GroqRAG: Implementing advanced RAG models with Groq
GroqRAG: Implementing advanced RAG models with Groq
Read on Medium
Retrieval-Augmented Generation (RAG) enhances generative models by integrating information retrieved from relevant documents into the generation process. This guide details the implementation of an advanced and robust RAG pipeline using the Groq API in Python. The pipeline includes multi-step document retrieval, verification, response generation, and a state-of-the-art ranking algorithm to identify the most relevant documents.
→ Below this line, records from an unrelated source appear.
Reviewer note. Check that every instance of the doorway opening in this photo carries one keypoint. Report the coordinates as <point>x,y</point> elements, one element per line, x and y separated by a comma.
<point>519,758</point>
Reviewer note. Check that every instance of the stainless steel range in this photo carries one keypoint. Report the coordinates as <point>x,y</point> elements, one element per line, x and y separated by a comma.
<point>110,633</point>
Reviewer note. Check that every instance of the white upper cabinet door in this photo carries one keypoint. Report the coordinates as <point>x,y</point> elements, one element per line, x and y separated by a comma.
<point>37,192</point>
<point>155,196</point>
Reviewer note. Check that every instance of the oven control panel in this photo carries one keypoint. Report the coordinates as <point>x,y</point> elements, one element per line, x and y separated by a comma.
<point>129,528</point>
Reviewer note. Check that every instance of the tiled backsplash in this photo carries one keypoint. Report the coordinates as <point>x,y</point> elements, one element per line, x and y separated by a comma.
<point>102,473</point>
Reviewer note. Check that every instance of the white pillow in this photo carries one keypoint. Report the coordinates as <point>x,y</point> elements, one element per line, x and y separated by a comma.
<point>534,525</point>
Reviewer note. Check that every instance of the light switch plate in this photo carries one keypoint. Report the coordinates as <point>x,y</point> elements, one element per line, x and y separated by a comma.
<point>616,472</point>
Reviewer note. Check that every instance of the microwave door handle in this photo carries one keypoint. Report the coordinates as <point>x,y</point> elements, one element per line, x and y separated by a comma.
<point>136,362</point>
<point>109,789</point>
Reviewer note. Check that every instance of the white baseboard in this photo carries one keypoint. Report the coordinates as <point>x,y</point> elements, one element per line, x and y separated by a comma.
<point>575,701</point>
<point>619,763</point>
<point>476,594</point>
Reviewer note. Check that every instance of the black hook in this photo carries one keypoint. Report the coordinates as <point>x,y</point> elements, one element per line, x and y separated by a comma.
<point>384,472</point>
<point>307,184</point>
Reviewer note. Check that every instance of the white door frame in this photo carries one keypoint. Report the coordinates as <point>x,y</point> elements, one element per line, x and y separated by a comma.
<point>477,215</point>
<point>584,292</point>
It is designed to handle multiple documents stored in a data/
folder and maintain conversational context across messages.
Step 1: Install Dependencies
pip install groq requests PyPDF2 scikit-learn
Step 2: Obtain API Key
export GROQ_API_KEY=<your-api-key-here>
Step 3: Implement Advanced RAG Pipeline with Groq API
Environment Setup: Import the necessary libraries and set up the API key and base URL:
import os
from groq import Groq
from PyPDF2 import PdfReader
from sklearn.feature_extraction.text import TfidfVectorizer
from sklearn.metrics.pairwise import cosine_similarity
import numpy as np
import glob
from collections import deque
# Set up your API key and base URL
API_KEY = os.getenv("GROQ_API_KEY")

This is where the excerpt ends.